Do I treat them the same way?  Not really.  Would you treat a three year old and a one year old the same way?  Probably not, and that’s basically what I’ve got.  Ellie is like a one year old, trapped in an almost three year old body.  Laurel is starting to understand cause and effect.  If she throws all of her food on the floor, the dog will eat it, and she won’t have dinner.  So she doesn’t throw her food on the floor anymore.  Ellie still forgets this valuable lesson.  Much to the dog’s delight.  Laurel understands (and hates) time outs.  Ellie thinks it’s fun to sit on the bench for a couple minutes.  She can swing her little legs. It’s awesome.  Laurel’s motor skills are more fully developed, so she gets to help me make lunch.  She can cut up a banana with a butter knife.  Ellie can only help by standing on the chair and watching us.  (and snitching food during the prep phase)  So, no, I don’t treat them the same way.  I’m harder on Laurel, just like you would be harder on a three year old.

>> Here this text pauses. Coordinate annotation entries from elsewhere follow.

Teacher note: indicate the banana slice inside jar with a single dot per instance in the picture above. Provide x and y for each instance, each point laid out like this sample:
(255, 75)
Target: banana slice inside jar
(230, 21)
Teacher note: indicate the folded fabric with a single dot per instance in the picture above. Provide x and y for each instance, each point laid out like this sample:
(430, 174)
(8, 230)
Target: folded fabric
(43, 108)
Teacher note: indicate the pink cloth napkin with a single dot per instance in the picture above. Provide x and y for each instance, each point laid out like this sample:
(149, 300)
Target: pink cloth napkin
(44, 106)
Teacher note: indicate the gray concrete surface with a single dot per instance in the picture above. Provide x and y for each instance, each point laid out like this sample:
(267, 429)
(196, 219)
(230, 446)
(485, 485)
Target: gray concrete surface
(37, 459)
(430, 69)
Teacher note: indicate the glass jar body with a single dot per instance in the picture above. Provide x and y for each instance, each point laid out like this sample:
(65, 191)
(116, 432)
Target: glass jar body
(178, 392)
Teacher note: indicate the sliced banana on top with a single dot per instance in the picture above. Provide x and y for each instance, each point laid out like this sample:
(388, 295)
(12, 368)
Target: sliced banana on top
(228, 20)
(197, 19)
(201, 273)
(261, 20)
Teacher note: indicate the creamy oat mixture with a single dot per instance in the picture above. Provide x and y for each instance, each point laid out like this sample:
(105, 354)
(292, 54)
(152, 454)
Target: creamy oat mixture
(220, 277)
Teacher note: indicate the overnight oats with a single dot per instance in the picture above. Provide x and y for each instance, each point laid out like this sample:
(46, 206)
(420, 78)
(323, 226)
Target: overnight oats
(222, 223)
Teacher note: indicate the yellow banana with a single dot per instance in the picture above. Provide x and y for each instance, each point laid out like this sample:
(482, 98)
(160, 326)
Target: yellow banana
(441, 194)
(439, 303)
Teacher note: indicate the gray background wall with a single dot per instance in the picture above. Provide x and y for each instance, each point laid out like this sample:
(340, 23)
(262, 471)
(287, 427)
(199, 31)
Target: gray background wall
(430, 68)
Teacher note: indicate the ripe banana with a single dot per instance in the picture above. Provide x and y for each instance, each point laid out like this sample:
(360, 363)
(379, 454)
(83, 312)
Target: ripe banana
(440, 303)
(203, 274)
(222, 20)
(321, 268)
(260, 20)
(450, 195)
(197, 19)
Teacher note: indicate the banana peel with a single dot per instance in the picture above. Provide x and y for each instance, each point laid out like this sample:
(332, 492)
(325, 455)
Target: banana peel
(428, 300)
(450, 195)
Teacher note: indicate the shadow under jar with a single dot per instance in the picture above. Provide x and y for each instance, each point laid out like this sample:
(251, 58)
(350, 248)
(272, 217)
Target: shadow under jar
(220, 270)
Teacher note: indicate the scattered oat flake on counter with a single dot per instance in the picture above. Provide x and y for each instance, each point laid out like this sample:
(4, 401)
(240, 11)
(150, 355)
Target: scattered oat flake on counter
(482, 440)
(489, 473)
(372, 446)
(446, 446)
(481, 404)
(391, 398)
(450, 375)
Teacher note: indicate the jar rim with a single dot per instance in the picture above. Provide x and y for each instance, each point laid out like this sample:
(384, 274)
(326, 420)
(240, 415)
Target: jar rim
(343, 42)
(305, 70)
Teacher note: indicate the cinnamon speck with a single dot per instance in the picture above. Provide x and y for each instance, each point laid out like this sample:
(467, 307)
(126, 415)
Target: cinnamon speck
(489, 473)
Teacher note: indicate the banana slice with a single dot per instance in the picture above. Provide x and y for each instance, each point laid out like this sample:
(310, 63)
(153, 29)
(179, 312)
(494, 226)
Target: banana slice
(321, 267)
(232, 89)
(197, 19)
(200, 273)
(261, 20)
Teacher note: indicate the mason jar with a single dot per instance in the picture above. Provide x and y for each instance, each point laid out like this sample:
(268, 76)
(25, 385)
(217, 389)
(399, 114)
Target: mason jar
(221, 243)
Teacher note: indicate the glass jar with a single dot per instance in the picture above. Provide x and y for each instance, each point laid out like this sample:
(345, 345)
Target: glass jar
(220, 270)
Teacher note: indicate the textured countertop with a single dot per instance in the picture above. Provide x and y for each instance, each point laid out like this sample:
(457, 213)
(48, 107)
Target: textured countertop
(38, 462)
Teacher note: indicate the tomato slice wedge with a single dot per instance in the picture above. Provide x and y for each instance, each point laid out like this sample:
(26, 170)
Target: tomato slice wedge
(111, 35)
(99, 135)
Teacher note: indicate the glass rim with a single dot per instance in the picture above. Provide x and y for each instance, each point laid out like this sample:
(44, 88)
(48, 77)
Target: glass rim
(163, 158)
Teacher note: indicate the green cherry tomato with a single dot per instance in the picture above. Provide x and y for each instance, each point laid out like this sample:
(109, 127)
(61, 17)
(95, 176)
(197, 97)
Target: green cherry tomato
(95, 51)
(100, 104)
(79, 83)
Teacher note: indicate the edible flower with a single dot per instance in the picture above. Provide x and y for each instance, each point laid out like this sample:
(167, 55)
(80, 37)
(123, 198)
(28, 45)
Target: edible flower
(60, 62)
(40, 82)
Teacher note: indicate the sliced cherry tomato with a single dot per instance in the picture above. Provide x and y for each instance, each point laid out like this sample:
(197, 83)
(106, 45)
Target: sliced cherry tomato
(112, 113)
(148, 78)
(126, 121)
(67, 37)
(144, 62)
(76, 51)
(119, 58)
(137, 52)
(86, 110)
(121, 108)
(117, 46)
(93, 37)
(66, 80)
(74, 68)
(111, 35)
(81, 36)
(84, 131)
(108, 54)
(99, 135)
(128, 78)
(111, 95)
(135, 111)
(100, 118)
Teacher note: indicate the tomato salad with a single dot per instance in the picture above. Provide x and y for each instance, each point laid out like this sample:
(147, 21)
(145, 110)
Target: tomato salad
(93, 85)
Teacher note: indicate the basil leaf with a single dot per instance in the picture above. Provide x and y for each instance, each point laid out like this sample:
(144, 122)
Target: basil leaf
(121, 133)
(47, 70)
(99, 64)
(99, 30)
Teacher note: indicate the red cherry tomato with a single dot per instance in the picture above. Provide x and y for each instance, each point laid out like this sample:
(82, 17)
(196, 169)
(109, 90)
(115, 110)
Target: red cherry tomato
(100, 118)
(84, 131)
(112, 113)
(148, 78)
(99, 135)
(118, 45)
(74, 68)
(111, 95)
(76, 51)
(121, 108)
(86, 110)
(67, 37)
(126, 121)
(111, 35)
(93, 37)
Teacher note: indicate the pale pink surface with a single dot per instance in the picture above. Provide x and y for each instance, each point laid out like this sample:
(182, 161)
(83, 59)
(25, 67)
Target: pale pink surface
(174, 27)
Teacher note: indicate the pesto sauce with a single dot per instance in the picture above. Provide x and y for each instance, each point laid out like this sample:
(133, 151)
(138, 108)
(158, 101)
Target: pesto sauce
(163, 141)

Last but not least…..Do I ever wish Ellie was more like Laurel?  Nope.  Really, I’m not kidding.  Ellie is the easiest, happiest kid I know.  She doesn’t talk back or throw massive tantrums if she doesn’t get her own way.  She is just as happy painting as she is watching Marley and Me (a current favorite), but is happiest sitting in my lap while I read a book to her.  I love her just the way she is.  Perfect and content and sweet and adorable.  Laurel, on the other hand…I will admit to occasionally wishing she were more like Ellie.  Especially when I’ve just cooked a big dinner full of healthy foods and the little bugger won’t eat any of it, while Ellie is chowing down on chick peas and avocados.   But for the most part, I’m happy to have them both just the way they are.  I can’t imagine having two kids like Laurel (bless all of you who have “normal” twins, I don’t know how you survived this age), or two kids like Ellie (bless all of you who have more than one special needs child, I don’t know how you have the time and energy!)

What’s it like, raising twins who are so different?  Maybe it’s not so different as you may imagine.  We hug them, love them, play with them, teach them right from wrong, and hope they don’t grow up to be serial killers.  What more is there to parenting?